Many foods can help protect you against UV radiation and build healthy, properly functioning skin. But food alone is not enough: you must also use the SunSmart action plan outlined above to protect your skin from sun damage.
Plant foods — fruits, vegetables, nuts, leafy greens, extra-virgin olive oil and legumes — are, however, rich in antioxidants and boast some sun-protective properties. The antioxidant phytonutrients found in plant foods scavenge free radicals, reducing the oxidation caused by sun exposure that damages the skin’s DNA and breaks down collagen and elastin. Free radicals can also by triggered by pollution, radiation and chemicals.
Organic crops contain more antioxidants, according to scientific studies. Fruits and vegies are also rich in skin-loving minerals including calcium, magnesium, silica, sulphur and zinc.
Vibrantly coloured produce is higher in antioxidants and other nutrients, giving a broader range of benefits. So eat the rainbow!

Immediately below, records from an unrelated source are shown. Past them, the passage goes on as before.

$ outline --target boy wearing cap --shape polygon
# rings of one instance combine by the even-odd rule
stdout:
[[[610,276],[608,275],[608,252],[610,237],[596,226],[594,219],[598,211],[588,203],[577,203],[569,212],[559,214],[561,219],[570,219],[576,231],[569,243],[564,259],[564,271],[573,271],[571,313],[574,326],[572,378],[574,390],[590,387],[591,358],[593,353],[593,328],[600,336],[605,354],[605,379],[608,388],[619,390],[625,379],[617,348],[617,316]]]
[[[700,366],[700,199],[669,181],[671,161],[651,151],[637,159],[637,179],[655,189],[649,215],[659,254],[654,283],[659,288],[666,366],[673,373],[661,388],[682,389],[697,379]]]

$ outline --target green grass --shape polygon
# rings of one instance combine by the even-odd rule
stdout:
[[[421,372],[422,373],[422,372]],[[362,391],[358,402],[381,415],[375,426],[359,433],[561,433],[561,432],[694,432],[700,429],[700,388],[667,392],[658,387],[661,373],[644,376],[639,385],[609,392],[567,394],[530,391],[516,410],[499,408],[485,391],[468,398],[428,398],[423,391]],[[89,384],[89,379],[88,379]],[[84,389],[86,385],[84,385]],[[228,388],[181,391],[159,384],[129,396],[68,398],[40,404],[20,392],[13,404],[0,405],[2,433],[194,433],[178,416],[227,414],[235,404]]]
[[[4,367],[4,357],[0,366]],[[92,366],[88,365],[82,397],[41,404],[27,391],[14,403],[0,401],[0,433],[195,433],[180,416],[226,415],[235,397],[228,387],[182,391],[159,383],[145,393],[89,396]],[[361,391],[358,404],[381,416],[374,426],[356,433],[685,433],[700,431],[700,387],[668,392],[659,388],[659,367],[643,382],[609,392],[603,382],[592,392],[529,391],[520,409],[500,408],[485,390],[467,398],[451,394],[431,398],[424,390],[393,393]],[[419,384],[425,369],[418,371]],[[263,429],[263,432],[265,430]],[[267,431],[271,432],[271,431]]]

Think reds (tomatoes, radishes, watermelon) for lycopene, greens (broccoli, cabbage, Brussels sprouts) for sulforaphane, oranges (carrots, sweet potatoes, oranges) for beta-Carotene and purples (blueberries, cherries, beetroots, pomegranates, red cabbage) for anthocyanins.
Along with mopping up free radicals, vitamin C helps boost your levels of protective glutathione, an antioxidant your body produces to protect itself against free-radical damage. You can get plenty of vitamin C from kiwifruit, red capsicum, rosehip, papaya, strawberries, oranges, grapefruit and watercress.
Vitamin E helps your body recycle glutathione and rich sources include almonds, avocado, extra-virgin olive oil, wheat germ, soy and sunflower seeds. Compounds known as tocotrienols (oats, barley, rye) belong to the vitamin E family and also help neutralise free-radical activity and absorb some UV radiation.
Asparagus is rich food source of glutathione, which also helps fight cancer and inflammation.
Micro-algae such as chlorella and spirulina contain the carotenoid astaxanthin, which has been shown to protect the skin against UV radiation. Anti-inflammatory green tea or matcha green tea contains the catechin known as EGCG (epigallocatechin gallate), which helps to counteract the damaging effects of free radicals. Tea consumption has also been linked to a reduced risk of skin cancer.
Cacao or dark chocolate (go for at least 70 per cent) contains antioxidants called flavonoids, which may protect your skin against sun damage. And a study by the University of Arizona found lemon peel may have a protective effect against squamous skin-cancer cells.
A diet rich in omega-3 essential fatty acids will also reduce inflammation and help protect your skin from free-radical damage. Good omega-3 sources include salmon, sardines, mackerel and algae and flax, hemp and chia seeds.
Finally, remember to drink plenty of water and stay well hydrated, especially after sun exposure, to maintain a healthy natural moisture factor and protect your skin from drying out.